Our electricity was turned off a couple of months ago. The bone chilling cold has aggravated my rheumatoid arthritis crippling my fingers making it extremely difficult to hold this ink quill and so I'll need to make this short. From deep within our misery living in Hell Bound, Minnesota where we daily scratch off the days while we await to see if indeed there is still a sun in the heavens that may one day come back and thaw the ice off our living room walls.
Fred continues on in his third straight year of unemployment after losing his job at the seven-eleven due to a shoplifting conviction.

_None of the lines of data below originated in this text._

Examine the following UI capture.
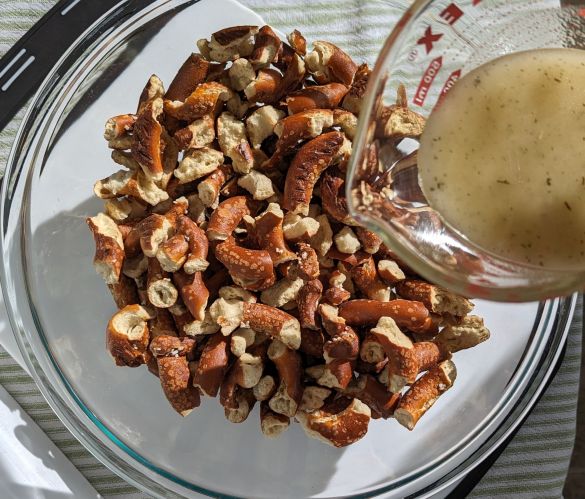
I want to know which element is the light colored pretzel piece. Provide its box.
[260,402,290,438]
[136,74,165,114]
[230,327,256,358]
[305,41,358,87]
[305,359,353,390]
[355,227,382,255]
[174,147,223,184]
[246,106,285,149]
[299,328,325,359]
[182,310,220,337]
[250,26,281,68]
[297,279,323,330]
[244,68,283,104]
[209,298,243,336]
[197,26,258,62]
[108,274,140,309]
[333,109,358,141]
[268,340,303,417]
[344,374,400,419]
[104,114,137,141]
[132,97,163,181]
[173,270,209,321]
[164,81,233,123]
[378,260,406,286]
[242,303,301,350]
[146,258,179,308]
[299,386,332,412]
[164,54,224,102]
[106,304,151,367]
[394,360,457,430]
[333,227,362,255]
[309,215,333,257]
[339,300,429,333]
[263,109,333,169]
[173,114,215,150]
[193,333,229,397]
[177,215,209,274]
[93,170,169,206]
[217,112,254,174]
[207,196,250,241]
[297,398,371,448]
[228,59,256,92]
[238,170,275,201]
[104,198,146,224]
[224,390,256,423]
[156,234,189,272]
[260,278,305,308]
[87,213,124,284]
[197,164,234,208]
[323,270,352,307]
[135,213,173,258]
[286,29,307,56]
[321,172,357,226]
[282,212,319,243]
[360,332,386,364]
[252,374,276,402]
[215,238,276,291]
[254,203,296,265]
[149,336,200,417]
[396,279,473,317]
[433,315,490,353]
[285,83,348,114]
[319,303,359,363]
[351,257,390,302]
[342,63,371,115]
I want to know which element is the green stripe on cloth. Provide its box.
[0,0,582,499]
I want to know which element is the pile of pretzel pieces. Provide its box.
[87,26,489,447]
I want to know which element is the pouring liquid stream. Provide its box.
[418,49,585,270]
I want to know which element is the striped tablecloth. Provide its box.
[0,0,583,499]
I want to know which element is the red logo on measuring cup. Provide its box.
[412,56,443,106]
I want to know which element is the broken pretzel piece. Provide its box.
[297,397,371,447]
[433,315,490,353]
[106,305,151,367]
[396,279,473,317]
[197,26,258,62]
[283,131,343,216]
[215,237,276,291]
[217,112,254,174]
[394,360,457,430]
[164,81,232,123]
[87,213,124,285]
[242,303,301,350]
[268,340,303,417]
[305,41,358,87]
[286,83,348,114]
[260,402,290,438]
[193,333,229,397]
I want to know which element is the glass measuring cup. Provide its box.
[346,0,585,301]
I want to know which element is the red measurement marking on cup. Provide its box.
[412,56,443,106]
[416,26,443,54]
[439,3,463,26]
[437,69,461,106]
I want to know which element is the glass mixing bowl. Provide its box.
[346,0,585,301]
[0,0,574,498]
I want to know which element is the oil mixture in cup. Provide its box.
[418,49,585,269]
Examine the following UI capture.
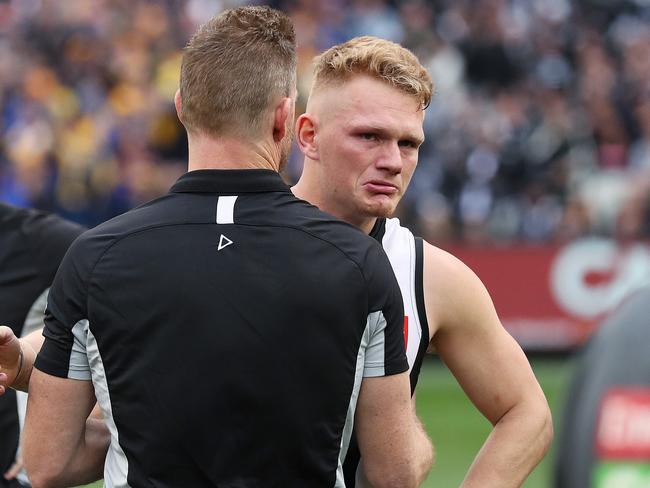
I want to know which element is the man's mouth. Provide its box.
[363,180,399,195]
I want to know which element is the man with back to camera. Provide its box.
[0,30,552,487]
[293,37,552,488]
[15,7,432,487]
[0,202,84,488]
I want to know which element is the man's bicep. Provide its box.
[355,372,413,467]
[23,370,95,470]
[425,248,541,423]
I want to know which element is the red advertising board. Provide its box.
[596,388,650,461]
[450,238,650,350]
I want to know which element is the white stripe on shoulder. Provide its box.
[217,195,237,224]
[88,330,130,488]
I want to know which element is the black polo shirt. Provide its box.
[0,202,84,487]
[36,170,408,488]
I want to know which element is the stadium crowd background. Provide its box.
[0,0,650,244]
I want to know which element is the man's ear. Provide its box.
[296,113,319,161]
[174,88,183,123]
[273,97,295,143]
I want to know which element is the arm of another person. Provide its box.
[0,326,43,395]
[424,243,553,488]
[355,372,433,488]
[23,369,110,488]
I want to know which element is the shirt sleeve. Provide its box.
[363,241,409,377]
[34,237,91,380]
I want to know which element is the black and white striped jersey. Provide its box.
[344,218,430,488]
[370,218,431,393]
[36,170,408,488]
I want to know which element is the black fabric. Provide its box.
[0,202,84,487]
[410,237,431,395]
[36,170,408,488]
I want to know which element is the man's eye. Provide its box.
[398,140,418,149]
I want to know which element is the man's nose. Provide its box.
[377,141,403,174]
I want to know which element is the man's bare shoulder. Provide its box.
[424,241,500,337]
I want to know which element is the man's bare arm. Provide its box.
[355,373,433,488]
[0,326,43,395]
[23,369,110,488]
[424,244,553,488]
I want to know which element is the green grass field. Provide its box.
[417,359,573,488]
[81,359,573,488]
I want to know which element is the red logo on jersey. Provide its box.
[404,315,409,351]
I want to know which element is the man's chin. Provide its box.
[365,202,396,218]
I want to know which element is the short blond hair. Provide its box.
[312,36,433,109]
[179,6,296,136]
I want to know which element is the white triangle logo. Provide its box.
[217,234,232,251]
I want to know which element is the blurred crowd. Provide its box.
[0,0,650,243]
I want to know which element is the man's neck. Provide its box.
[291,178,377,234]
[187,135,279,171]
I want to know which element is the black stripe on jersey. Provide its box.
[369,218,386,244]
[410,237,430,395]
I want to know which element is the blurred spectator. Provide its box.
[0,0,650,244]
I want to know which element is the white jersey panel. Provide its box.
[381,219,422,368]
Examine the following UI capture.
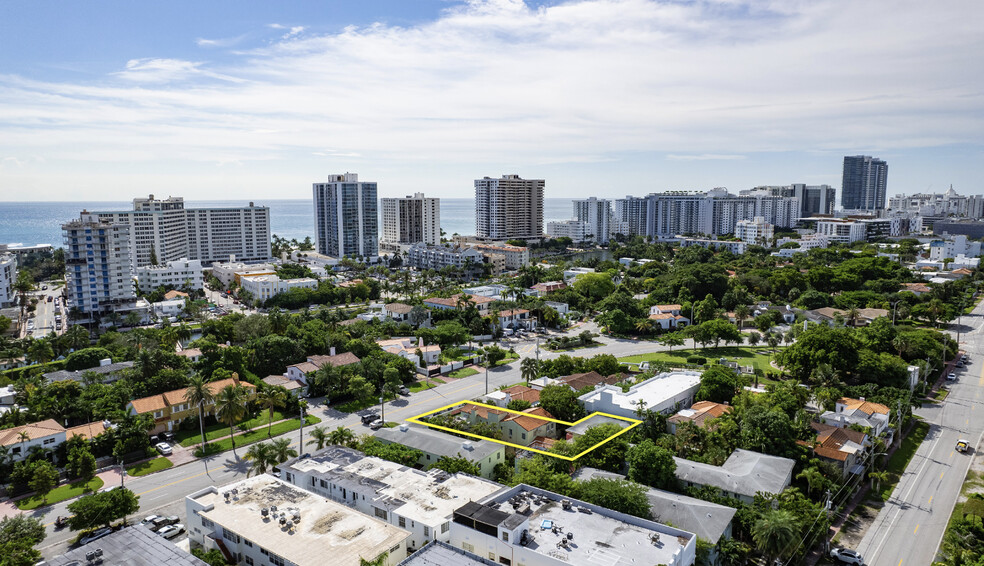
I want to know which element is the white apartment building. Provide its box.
[185,474,410,566]
[578,371,700,418]
[450,484,697,566]
[475,175,545,240]
[403,243,485,270]
[929,235,981,261]
[0,254,17,307]
[62,213,137,317]
[239,275,318,302]
[547,220,589,242]
[279,446,503,552]
[379,193,441,245]
[312,173,379,260]
[573,197,612,244]
[136,258,205,293]
[735,216,776,246]
[471,244,530,269]
[212,256,276,289]
[817,218,868,244]
[90,195,270,267]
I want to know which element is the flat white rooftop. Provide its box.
[281,447,503,524]
[188,475,410,566]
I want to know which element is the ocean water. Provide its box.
[0,198,572,247]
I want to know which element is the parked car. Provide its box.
[830,548,864,566]
[157,523,184,540]
[79,527,113,546]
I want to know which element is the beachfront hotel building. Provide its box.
[91,195,270,267]
[475,175,545,240]
[379,193,441,245]
[313,173,378,258]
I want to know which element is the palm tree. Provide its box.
[243,442,274,476]
[215,385,246,459]
[307,426,330,450]
[519,358,540,385]
[752,509,799,564]
[326,426,355,450]
[270,438,297,464]
[256,387,287,436]
[185,374,215,455]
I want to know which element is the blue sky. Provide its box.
[0,0,984,201]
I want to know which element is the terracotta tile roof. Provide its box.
[386,303,413,314]
[502,385,540,404]
[0,419,65,446]
[837,397,891,415]
[558,371,619,391]
[65,421,106,440]
[504,407,553,431]
[130,395,167,415]
[308,352,362,369]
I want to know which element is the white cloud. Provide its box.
[0,0,984,200]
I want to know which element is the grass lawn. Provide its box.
[174,410,284,447]
[618,346,782,382]
[195,415,321,458]
[408,377,447,393]
[868,419,929,501]
[448,368,478,378]
[126,456,174,476]
[17,478,103,511]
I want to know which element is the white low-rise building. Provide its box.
[578,371,700,418]
[280,446,505,552]
[451,484,697,566]
[136,258,205,293]
[240,275,318,301]
[185,480,411,566]
[547,220,589,242]
[150,297,185,318]
[0,254,17,307]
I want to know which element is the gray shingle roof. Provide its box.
[47,525,208,566]
[574,468,738,544]
[375,425,502,462]
[44,362,133,383]
[673,448,796,497]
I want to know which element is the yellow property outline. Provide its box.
[406,401,642,462]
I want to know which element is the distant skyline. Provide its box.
[0,0,984,202]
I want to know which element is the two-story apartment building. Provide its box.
[280,446,503,552]
[126,377,256,434]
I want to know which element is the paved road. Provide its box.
[857,303,984,566]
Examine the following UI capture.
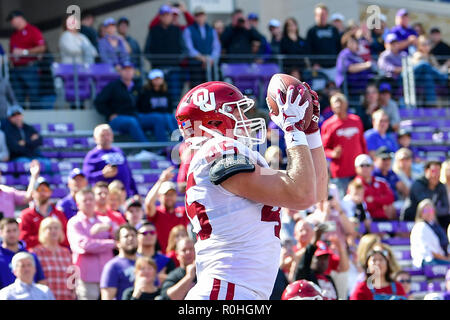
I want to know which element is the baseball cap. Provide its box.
[395,8,408,17]
[103,18,116,27]
[355,154,373,167]
[34,177,50,190]
[269,19,281,28]
[6,104,23,118]
[69,168,86,179]
[375,146,394,159]
[330,12,345,21]
[148,69,164,80]
[6,10,24,22]
[378,82,391,92]
[384,33,398,43]
[247,12,259,20]
[159,181,177,194]
[314,240,333,257]
[159,4,173,14]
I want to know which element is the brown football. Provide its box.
[266,73,313,128]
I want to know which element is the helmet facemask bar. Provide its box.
[219,96,266,145]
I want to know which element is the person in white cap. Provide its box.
[145,167,189,253]
[355,154,396,221]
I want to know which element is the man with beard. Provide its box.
[19,177,69,250]
[100,224,138,300]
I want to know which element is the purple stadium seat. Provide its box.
[0,162,16,173]
[423,265,450,279]
[47,123,75,133]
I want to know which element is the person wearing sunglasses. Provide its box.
[350,246,406,300]
[137,222,175,287]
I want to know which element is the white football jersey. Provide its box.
[186,137,281,299]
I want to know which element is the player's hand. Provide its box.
[270,85,309,133]
[303,82,320,134]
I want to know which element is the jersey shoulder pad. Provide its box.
[209,154,255,185]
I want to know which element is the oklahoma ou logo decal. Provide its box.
[192,88,216,112]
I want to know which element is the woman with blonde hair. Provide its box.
[410,199,450,268]
[31,217,76,300]
[166,224,189,267]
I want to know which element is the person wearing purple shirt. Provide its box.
[56,168,88,220]
[100,224,138,300]
[98,18,130,68]
[389,9,418,53]
[83,124,138,197]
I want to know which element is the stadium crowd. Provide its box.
[0,3,450,300]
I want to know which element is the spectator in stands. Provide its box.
[293,224,338,300]
[7,10,46,108]
[80,10,98,49]
[355,83,380,131]
[137,222,175,287]
[0,252,55,300]
[378,33,406,82]
[220,9,260,58]
[430,27,450,66]
[83,124,138,196]
[67,188,115,300]
[98,18,131,70]
[379,82,401,132]
[401,160,450,230]
[56,168,88,220]
[321,93,367,197]
[0,77,18,122]
[137,69,178,135]
[389,9,419,53]
[122,257,160,300]
[100,224,138,300]
[149,2,195,31]
[394,270,412,300]
[355,154,396,221]
[350,249,406,300]
[144,5,184,101]
[92,181,127,227]
[0,160,40,218]
[364,109,398,159]
[410,199,450,268]
[183,7,222,87]
[145,167,189,253]
[124,195,145,230]
[117,17,142,73]
[19,177,69,249]
[373,146,409,204]
[3,105,44,162]
[161,238,197,300]
[0,218,46,288]
[280,18,308,71]
[412,36,450,107]
[31,217,76,300]
[268,19,283,54]
[165,224,189,267]
[59,15,98,64]
[306,4,341,80]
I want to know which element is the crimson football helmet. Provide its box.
[175,81,266,147]
[281,280,324,300]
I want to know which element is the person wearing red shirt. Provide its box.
[19,177,69,249]
[350,249,407,300]
[355,154,396,221]
[92,181,127,227]
[7,10,46,108]
[145,167,189,253]
[321,93,367,197]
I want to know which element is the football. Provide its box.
[266,73,313,128]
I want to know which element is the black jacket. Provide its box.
[2,121,42,160]
[94,79,138,121]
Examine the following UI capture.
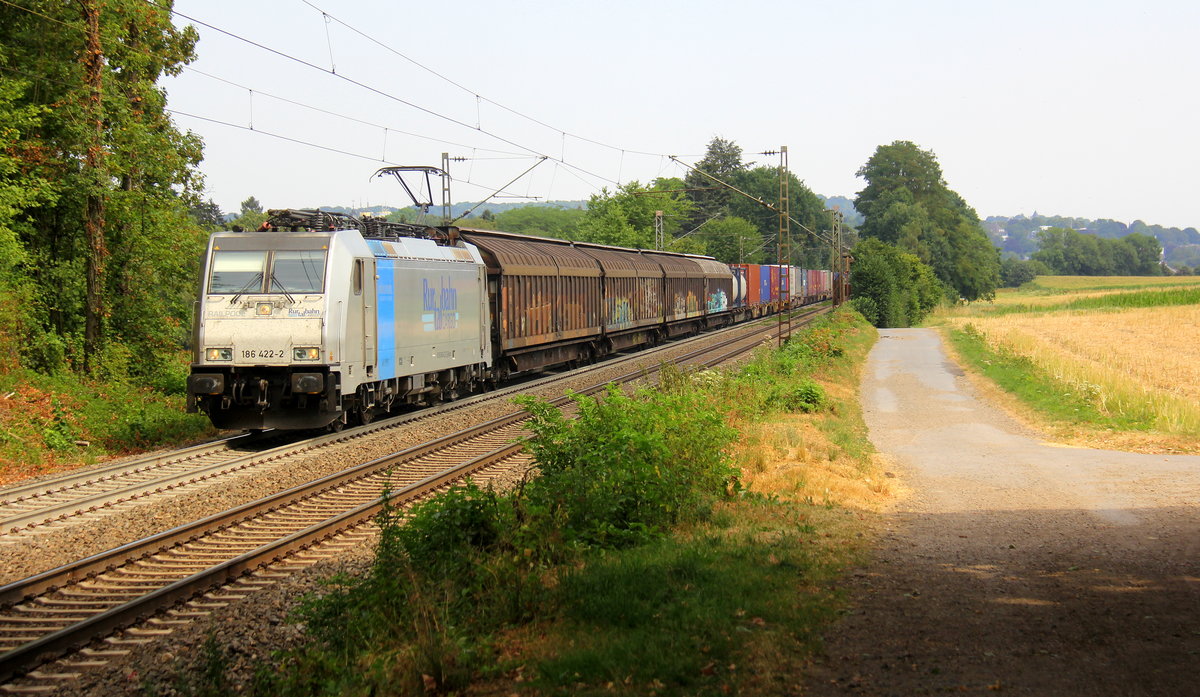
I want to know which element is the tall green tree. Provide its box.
[1033,228,1163,276]
[697,216,767,264]
[854,140,1000,301]
[728,166,832,269]
[0,0,203,373]
[683,136,746,230]
[576,179,703,253]
[850,238,946,326]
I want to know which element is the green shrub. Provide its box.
[517,386,734,547]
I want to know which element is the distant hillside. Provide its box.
[983,212,1200,266]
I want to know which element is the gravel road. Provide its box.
[808,329,1200,697]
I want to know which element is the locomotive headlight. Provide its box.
[204,349,233,361]
[292,347,320,361]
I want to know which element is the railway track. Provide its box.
[0,309,816,537]
[0,316,825,691]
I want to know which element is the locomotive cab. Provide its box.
[187,230,360,428]
[187,210,492,428]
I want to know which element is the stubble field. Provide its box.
[934,277,1200,452]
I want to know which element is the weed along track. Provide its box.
[0,309,825,689]
[0,311,820,546]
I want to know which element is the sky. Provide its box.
[162,0,1200,227]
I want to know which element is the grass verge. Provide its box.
[946,323,1200,452]
[166,310,890,696]
[0,359,215,485]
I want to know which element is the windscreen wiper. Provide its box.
[229,271,263,305]
[268,271,296,305]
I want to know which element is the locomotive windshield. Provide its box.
[209,250,325,295]
[271,250,325,293]
[209,250,266,293]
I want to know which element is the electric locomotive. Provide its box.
[187,210,492,429]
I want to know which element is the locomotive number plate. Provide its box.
[241,349,283,359]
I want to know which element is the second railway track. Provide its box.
[0,309,825,680]
[0,309,816,537]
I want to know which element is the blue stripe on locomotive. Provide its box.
[376,259,398,380]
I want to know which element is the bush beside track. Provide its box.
[166,310,888,695]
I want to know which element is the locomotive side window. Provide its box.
[270,250,325,293]
[209,250,266,293]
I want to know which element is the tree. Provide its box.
[850,238,946,326]
[854,140,1000,301]
[696,216,767,264]
[0,0,203,375]
[496,205,586,240]
[728,167,830,269]
[680,136,745,230]
[1033,228,1163,276]
[229,197,266,230]
[1000,257,1050,288]
[187,199,224,233]
[577,179,695,250]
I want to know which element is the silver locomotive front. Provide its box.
[187,230,345,428]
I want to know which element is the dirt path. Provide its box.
[809,329,1200,697]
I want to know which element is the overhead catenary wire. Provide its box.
[164,109,542,198]
[294,0,661,157]
[668,155,836,245]
[144,0,616,186]
[184,66,538,158]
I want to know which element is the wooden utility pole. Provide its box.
[79,0,108,371]
[775,145,794,346]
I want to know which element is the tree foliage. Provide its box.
[697,216,767,264]
[984,211,1200,266]
[728,166,832,269]
[683,136,745,230]
[0,0,203,375]
[496,206,587,240]
[850,238,946,326]
[576,179,704,253]
[1000,257,1054,288]
[1033,228,1163,276]
[854,140,1000,300]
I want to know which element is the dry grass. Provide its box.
[1033,276,1200,292]
[743,415,899,511]
[737,329,902,511]
[946,305,1200,451]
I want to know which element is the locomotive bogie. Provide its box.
[188,225,491,428]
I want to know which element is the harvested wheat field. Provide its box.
[955,305,1200,403]
[942,296,1200,452]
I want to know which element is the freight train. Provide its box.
[187,210,832,429]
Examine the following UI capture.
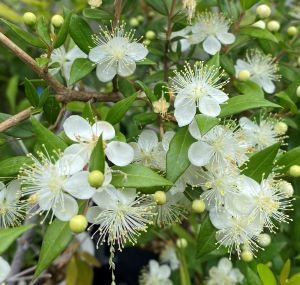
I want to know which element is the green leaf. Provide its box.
[69,58,96,85]
[0,156,32,177]
[257,263,277,285]
[219,95,281,117]
[0,19,47,48]
[0,224,34,255]
[196,215,218,257]
[167,126,195,182]
[111,164,173,188]
[69,15,95,54]
[242,143,280,182]
[24,78,40,107]
[34,219,72,278]
[89,135,105,173]
[195,114,220,136]
[239,27,278,43]
[279,259,290,285]
[105,93,138,125]
[31,117,67,154]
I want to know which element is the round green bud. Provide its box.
[153,191,167,205]
[267,20,280,32]
[23,12,36,26]
[274,122,289,135]
[258,234,271,247]
[176,238,187,249]
[88,170,104,188]
[256,4,271,19]
[51,15,64,28]
[145,30,156,40]
[69,215,88,234]
[238,69,251,81]
[241,250,253,262]
[289,165,300,177]
[129,18,140,27]
[287,26,298,37]
[192,199,205,214]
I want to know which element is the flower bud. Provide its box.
[267,20,280,32]
[241,250,253,262]
[192,199,205,214]
[153,191,167,205]
[238,69,251,81]
[129,18,140,27]
[258,234,271,247]
[145,30,156,40]
[69,215,88,234]
[274,122,288,136]
[88,170,104,188]
[23,12,36,26]
[287,26,298,37]
[256,4,271,19]
[289,165,300,177]
[278,180,294,198]
[252,20,266,30]
[176,238,187,249]
[51,14,64,28]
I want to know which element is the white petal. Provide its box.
[188,141,213,166]
[174,96,196,127]
[63,115,93,141]
[127,43,148,61]
[138,130,158,153]
[0,256,11,283]
[189,119,202,140]
[118,56,136,77]
[92,121,116,140]
[199,96,221,117]
[96,59,118,82]
[105,141,134,166]
[203,36,221,55]
[217,33,235,45]
[64,171,96,200]
[54,194,78,221]
[89,45,107,63]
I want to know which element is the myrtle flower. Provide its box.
[139,260,173,285]
[19,150,84,223]
[87,185,154,250]
[130,130,174,170]
[49,46,87,82]
[171,62,228,127]
[89,25,148,82]
[0,180,26,228]
[235,49,279,94]
[191,12,235,55]
[0,256,11,284]
[206,257,244,285]
[63,115,134,166]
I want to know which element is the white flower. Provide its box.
[49,46,87,81]
[20,152,84,222]
[139,260,173,285]
[159,243,180,270]
[0,180,25,228]
[207,257,244,285]
[191,12,235,55]
[87,186,154,250]
[89,25,148,82]
[63,115,134,166]
[171,62,228,127]
[130,130,175,170]
[0,256,11,284]
[235,49,279,93]
[188,125,248,168]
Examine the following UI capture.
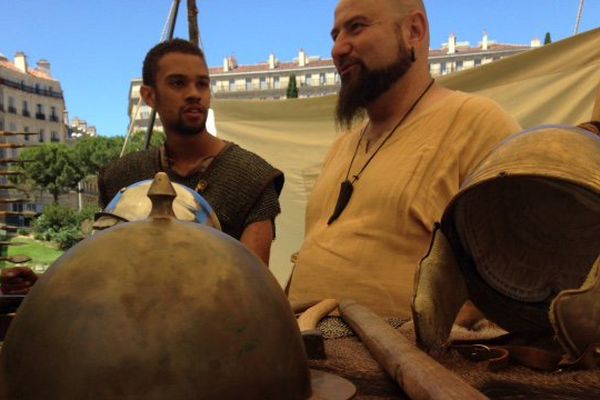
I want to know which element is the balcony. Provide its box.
[0,78,63,99]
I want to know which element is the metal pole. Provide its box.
[144,0,181,150]
[77,181,83,212]
[573,0,585,35]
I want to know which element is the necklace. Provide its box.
[327,79,435,225]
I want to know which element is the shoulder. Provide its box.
[449,91,518,127]
[219,143,284,194]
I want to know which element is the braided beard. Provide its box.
[335,46,413,129]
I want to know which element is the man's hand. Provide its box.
[0,267,37,294]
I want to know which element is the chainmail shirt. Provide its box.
[98,143,284,240]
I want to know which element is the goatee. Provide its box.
[336,48,413,129]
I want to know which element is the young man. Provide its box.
[98,39,283,264]
[289,0,520,318]
[0,39,284,294]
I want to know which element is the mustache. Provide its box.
[183,103,208,113]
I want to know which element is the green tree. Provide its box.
[75,136,124,176]
[19,143,85,204]
[286,75,298,99]
[125,131,166,154]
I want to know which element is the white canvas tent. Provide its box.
[213,29,600,285]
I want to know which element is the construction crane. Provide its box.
[120,0,203,157]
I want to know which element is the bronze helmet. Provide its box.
[413,126,600,366]
[0,173,354,400]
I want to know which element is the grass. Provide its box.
[4,236,63,272]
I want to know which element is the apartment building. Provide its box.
[0,52,67,158]
[210,32,540,99]
[128,32,541,130]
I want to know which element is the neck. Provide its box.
[367,73,436,139]
[165,130,225,176]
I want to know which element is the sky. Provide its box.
[0,0,600,136]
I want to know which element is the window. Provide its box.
[304,74,312,86]
[35,104,46,119]
[22,100,31,117]
[8,96,17,114]
[440,62,447,75]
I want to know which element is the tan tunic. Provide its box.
[289,92,520,317]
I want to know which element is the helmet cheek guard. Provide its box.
[413,126,600,367]
[94,180,221,230]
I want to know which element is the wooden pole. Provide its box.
[143,0,181,151]
[339,300,487,400]
[187,0,200,46]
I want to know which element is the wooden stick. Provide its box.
[187,0,199,46]
[339,300,487,400]
[298,299,337,332]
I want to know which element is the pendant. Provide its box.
[327,179,354,225]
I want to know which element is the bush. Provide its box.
[32,204,100,250]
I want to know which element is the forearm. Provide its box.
[240,220,273,266]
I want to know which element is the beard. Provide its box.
[335,46,413,129]
[172,114,206,136]
[155,93,208,136]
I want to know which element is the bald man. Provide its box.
[289,0,520,317]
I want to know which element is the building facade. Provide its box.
[0,52,67,158]
[128,32,540,130]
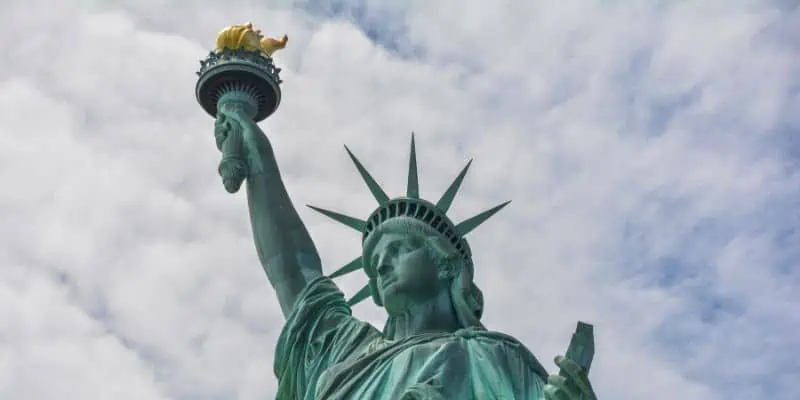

The addition of the sexual harassment allegation did not help his case any which by the way is still tied up in court. Lately, most of his time is spent by using what little change he gets from recycling, on liquor down at Moe's Bar. On another note he was arrested outside Moe's last week for indecent exposure and is patiently waiting his trail in his cell in the Hell Bound Municipal Jail.
I myself continue battling severe depression. The fumes from the neighboring formaldehyde factory which waft over and into the house seem to be helping my bi-polar condition but also make me slightly dizzy. At least with Fred being incarcerated the daily beatings he'd been inflicting on me have stopped which is allowing the bruises on my face to heal. The local power Company HBG&E has declared eminent domain on the back 25 feet of our property and will begin construction of their Hell Bound Power Link on Monday. I was wondering why they just don't work at night instead of snarling traffic all day long? They reassured us that the 100,000,00 gigawatt, coal-oil powered transmission line only caused nausea in small laboratory animals and did not seem to affect the 3 human test subjects who passed away last Friday. HBG&E construction crews have completely shut down the main road through our town so I guess there is no need to open the doors to our mortuary allowing us some much needed rest.
Little Johnny is recovering from his heroin addiction at the local methadone treatment center and is showing some signs of coming out of his coma. Caroline has taken over his paper route for the last twelve weeks so she has been unable to finish her studies at Gene Simmons Elementary School. Our teenage twins Mick and Mandy have landed jobs with a travelling carnival company called "Dire Straights" and are currently cleaning up after the elephants in the show. Although we have not received any correspondence with them in several months? But at 15 years of age what can you expect? Karl had to pawn his guitar last week in order to keep the cable satellite Internet going and pay for his tobacco habit. Needless to say he wont be playing down at Moe's tavern any longer. Molly was a singer in the band. Baby Ellie is showing signs that her two month old cold and congestion is clearing so I guess we wont need the blanket donations we received last month from the Salvation Army. Finally, some good news...We all had a warm night on Thanksgiving snuggled together in the Hell Bound Urgent Care Center. Eddie got twelve stitches in his right cheek from a freak accident he received while protesting against HBG&E's new power link. I really believe the nice HBG&E employee just did not see little Eddie standing there as he was wielding his kamas, nunchakus and Samurai katana sword. Merry Christmas, Be warm and be filled.